Fargo/Moorhead TH 336 Corridor Management Plan
– Brian Shorten, SRF Consulting
IThis presentation will cover the background and details of a corridor management plan for a developing area on the fringe of the Fargo-Moorhead (Minnesota/North Dakota) metropolitan area. The plan includes effective ties to both metropolitan planning and local land use planning.
Technical Track – Innovative Analysis of Access
Moderator – Chris Ropps, P.E., HNTB
This session will highlight some innovative analysis methods for access from HNTB Corporation’s experiences in Kansas and Missouri. HNTB has worked for years in the field of access management and has undertaken unusual analyses in areas such as land use, traffic and travel time analysis, public involvement utilizing GIS, and micro and macro simulation. Joe Brand, Kip Strauss, Eric Seggerman and Michael Dement will make this a memorable session.
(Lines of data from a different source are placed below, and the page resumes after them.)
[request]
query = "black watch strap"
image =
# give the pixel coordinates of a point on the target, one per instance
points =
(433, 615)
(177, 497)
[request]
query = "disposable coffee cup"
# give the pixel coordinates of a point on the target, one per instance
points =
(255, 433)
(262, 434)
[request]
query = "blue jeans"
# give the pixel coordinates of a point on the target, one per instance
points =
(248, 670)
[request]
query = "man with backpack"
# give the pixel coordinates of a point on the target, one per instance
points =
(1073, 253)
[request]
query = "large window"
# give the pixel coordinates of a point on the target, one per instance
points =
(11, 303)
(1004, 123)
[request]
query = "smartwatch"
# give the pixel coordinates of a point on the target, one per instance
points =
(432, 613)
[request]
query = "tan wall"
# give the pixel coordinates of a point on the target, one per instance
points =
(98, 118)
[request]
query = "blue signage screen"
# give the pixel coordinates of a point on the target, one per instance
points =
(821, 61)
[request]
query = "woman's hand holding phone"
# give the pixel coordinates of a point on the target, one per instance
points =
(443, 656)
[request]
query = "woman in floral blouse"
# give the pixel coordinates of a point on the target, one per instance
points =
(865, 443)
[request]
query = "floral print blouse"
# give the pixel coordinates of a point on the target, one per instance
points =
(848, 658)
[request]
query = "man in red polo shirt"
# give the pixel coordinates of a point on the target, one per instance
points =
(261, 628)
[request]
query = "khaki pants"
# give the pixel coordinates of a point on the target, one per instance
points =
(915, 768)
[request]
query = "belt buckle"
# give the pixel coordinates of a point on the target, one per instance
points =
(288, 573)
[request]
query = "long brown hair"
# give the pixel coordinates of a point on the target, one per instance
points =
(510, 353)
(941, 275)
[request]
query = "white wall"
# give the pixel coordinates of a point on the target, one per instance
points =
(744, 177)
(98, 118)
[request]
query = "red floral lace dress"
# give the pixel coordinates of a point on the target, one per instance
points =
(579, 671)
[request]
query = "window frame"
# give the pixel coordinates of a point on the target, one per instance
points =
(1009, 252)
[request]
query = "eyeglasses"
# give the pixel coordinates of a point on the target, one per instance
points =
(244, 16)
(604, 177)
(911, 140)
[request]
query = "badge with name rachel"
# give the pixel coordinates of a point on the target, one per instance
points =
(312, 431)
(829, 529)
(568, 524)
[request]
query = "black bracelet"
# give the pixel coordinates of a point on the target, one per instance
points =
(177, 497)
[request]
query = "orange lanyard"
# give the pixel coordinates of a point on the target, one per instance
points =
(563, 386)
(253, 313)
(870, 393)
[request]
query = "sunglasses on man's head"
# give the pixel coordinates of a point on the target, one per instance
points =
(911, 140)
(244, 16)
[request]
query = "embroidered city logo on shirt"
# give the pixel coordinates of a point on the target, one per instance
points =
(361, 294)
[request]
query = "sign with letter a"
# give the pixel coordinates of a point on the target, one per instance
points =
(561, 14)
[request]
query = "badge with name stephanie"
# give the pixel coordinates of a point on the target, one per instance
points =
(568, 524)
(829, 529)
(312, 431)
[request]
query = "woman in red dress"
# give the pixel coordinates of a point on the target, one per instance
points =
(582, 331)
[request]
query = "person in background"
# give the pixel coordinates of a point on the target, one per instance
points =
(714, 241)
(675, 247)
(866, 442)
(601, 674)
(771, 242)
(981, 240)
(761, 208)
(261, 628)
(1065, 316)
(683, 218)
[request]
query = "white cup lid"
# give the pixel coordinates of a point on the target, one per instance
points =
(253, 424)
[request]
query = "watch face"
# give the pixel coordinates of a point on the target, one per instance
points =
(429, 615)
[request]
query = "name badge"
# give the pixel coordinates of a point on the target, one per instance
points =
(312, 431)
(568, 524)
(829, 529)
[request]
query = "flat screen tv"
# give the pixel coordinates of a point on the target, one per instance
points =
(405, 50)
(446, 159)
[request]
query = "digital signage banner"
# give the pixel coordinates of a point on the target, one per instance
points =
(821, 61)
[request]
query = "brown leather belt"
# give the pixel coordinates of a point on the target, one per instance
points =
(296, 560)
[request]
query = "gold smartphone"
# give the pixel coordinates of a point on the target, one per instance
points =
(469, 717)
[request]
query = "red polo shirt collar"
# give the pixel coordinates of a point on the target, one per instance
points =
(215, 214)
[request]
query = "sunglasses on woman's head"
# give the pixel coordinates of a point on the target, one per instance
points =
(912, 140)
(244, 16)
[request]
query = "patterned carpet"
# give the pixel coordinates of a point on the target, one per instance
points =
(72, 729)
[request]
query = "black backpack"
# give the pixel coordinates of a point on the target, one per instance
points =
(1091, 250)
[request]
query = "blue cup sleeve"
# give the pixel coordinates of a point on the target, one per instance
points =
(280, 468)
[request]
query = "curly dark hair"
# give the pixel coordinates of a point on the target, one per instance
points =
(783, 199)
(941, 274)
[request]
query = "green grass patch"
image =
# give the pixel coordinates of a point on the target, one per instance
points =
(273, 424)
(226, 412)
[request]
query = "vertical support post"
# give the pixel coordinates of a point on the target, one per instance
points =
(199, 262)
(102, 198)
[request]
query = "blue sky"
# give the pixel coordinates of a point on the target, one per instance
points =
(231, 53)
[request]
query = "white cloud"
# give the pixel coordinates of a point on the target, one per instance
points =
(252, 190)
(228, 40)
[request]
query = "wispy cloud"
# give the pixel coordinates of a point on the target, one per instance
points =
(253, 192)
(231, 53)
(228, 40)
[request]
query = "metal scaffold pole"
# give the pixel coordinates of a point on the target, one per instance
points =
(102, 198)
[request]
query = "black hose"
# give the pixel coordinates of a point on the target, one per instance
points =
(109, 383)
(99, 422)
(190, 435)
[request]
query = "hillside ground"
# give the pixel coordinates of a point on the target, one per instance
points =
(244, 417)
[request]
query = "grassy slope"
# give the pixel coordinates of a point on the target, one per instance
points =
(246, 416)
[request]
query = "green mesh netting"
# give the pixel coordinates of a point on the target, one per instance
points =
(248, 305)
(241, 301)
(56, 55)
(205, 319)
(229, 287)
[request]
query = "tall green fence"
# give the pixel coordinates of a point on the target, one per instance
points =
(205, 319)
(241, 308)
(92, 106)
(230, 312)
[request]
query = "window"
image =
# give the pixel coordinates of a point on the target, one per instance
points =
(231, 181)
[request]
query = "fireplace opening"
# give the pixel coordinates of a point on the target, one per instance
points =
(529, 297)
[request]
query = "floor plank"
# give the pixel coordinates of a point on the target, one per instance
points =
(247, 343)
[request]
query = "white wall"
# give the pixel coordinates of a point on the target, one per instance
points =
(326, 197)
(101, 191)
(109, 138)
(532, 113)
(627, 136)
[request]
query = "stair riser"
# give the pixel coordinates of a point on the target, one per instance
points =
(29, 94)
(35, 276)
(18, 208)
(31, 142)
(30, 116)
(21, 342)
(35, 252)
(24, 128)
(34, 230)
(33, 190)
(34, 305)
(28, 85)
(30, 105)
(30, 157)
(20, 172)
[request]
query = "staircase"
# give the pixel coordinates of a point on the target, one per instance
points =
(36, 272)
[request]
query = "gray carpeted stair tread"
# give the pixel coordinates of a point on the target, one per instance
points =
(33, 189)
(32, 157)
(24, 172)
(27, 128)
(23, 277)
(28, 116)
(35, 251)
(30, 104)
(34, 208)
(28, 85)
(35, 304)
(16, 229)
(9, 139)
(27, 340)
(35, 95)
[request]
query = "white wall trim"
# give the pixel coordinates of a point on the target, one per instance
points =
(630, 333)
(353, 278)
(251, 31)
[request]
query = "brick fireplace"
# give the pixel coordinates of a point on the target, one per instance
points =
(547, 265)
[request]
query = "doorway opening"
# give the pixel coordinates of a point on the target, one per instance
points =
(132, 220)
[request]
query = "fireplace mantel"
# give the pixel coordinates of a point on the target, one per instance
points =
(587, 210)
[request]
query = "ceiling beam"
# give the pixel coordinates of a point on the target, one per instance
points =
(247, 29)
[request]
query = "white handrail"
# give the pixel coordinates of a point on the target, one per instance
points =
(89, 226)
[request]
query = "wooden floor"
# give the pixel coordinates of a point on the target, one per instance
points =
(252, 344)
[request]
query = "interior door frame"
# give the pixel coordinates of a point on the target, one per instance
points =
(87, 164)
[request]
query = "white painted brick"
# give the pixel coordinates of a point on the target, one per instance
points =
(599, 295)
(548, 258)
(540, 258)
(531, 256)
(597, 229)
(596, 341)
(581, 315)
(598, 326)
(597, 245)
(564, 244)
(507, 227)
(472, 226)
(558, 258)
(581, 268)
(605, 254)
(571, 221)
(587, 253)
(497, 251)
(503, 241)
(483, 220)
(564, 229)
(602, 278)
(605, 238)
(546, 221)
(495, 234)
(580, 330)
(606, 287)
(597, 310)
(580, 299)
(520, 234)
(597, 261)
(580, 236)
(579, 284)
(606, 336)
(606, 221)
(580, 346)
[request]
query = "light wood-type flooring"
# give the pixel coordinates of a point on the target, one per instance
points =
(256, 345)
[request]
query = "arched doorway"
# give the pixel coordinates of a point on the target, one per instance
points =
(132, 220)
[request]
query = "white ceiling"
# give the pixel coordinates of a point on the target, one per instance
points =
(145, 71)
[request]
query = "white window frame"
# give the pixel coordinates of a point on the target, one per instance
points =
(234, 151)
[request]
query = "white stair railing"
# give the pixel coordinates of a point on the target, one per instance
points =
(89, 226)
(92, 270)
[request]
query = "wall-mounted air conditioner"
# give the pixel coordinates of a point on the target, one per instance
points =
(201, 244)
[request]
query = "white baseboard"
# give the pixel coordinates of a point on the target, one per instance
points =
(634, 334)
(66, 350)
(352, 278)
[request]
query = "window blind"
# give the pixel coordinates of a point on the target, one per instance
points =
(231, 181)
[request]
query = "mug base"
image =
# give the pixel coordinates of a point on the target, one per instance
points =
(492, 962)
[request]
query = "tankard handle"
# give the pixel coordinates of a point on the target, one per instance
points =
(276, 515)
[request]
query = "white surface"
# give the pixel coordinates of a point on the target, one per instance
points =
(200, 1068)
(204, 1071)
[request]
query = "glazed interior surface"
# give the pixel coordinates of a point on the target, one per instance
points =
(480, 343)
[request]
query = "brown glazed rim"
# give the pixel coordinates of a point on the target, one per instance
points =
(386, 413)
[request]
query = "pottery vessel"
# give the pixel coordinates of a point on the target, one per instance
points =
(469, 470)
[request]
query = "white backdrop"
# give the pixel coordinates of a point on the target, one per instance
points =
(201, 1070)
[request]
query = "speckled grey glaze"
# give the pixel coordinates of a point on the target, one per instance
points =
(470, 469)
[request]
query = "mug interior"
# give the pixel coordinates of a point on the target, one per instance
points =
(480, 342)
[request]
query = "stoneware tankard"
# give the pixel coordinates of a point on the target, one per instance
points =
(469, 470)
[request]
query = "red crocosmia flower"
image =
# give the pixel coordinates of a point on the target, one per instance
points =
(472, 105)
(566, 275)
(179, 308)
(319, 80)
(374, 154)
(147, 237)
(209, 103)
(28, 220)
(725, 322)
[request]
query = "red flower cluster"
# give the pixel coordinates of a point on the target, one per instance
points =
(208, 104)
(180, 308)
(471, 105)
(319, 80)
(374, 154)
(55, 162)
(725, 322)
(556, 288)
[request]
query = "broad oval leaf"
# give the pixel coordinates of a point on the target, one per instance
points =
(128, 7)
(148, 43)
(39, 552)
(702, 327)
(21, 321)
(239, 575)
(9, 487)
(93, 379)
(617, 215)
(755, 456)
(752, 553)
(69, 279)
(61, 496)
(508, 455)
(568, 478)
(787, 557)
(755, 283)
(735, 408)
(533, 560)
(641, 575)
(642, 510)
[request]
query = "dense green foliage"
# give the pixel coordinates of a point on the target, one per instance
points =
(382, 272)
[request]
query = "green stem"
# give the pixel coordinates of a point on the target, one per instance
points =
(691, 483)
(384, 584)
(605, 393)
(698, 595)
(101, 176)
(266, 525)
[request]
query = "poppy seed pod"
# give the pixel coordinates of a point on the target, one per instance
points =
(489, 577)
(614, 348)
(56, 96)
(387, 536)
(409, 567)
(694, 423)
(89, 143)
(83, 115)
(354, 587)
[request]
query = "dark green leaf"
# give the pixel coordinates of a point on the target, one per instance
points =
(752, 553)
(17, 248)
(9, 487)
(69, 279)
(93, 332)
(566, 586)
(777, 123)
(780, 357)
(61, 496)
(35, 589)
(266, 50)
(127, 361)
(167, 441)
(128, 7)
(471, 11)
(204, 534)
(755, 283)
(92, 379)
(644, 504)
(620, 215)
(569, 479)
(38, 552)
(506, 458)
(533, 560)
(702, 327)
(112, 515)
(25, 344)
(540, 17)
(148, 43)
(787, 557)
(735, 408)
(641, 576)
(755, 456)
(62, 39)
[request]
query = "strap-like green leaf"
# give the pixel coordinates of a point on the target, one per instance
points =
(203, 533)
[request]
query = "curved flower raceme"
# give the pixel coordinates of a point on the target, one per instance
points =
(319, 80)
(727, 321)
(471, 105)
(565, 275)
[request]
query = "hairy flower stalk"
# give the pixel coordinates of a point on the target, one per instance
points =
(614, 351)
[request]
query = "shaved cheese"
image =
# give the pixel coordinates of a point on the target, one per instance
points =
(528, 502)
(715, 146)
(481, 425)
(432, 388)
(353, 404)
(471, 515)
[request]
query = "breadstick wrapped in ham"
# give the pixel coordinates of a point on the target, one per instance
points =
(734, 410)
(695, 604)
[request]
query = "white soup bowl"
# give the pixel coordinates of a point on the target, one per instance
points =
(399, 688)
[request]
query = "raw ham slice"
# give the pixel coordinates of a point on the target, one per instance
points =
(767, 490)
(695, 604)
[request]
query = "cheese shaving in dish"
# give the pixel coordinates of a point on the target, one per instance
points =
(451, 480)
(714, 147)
Workshop Track – Inquiring Minds Want to Know: Starting a State A.M. Program
Moderator – Jim Gattis, University of Arkansas
Panel members will discuss their experiences and insight into starting a state access management program and take questions from the audience. Several sessions include information about existing statewide access management programs, but how did they get there? Professor Gattis has recently conducted research into several state access management programs to determine how they were actually developed, what did successful (and unsuccessful) programs have in common, and what would the successful program managers do differently if they could? To anyone interested in developing a program in their own jurisdiction, this is one workshop you won’t want to miss.
10:30am – 12:00pm CLOSING SESSION – In addition to closing remarks, come participate in the always popular Access Management Jeopardy.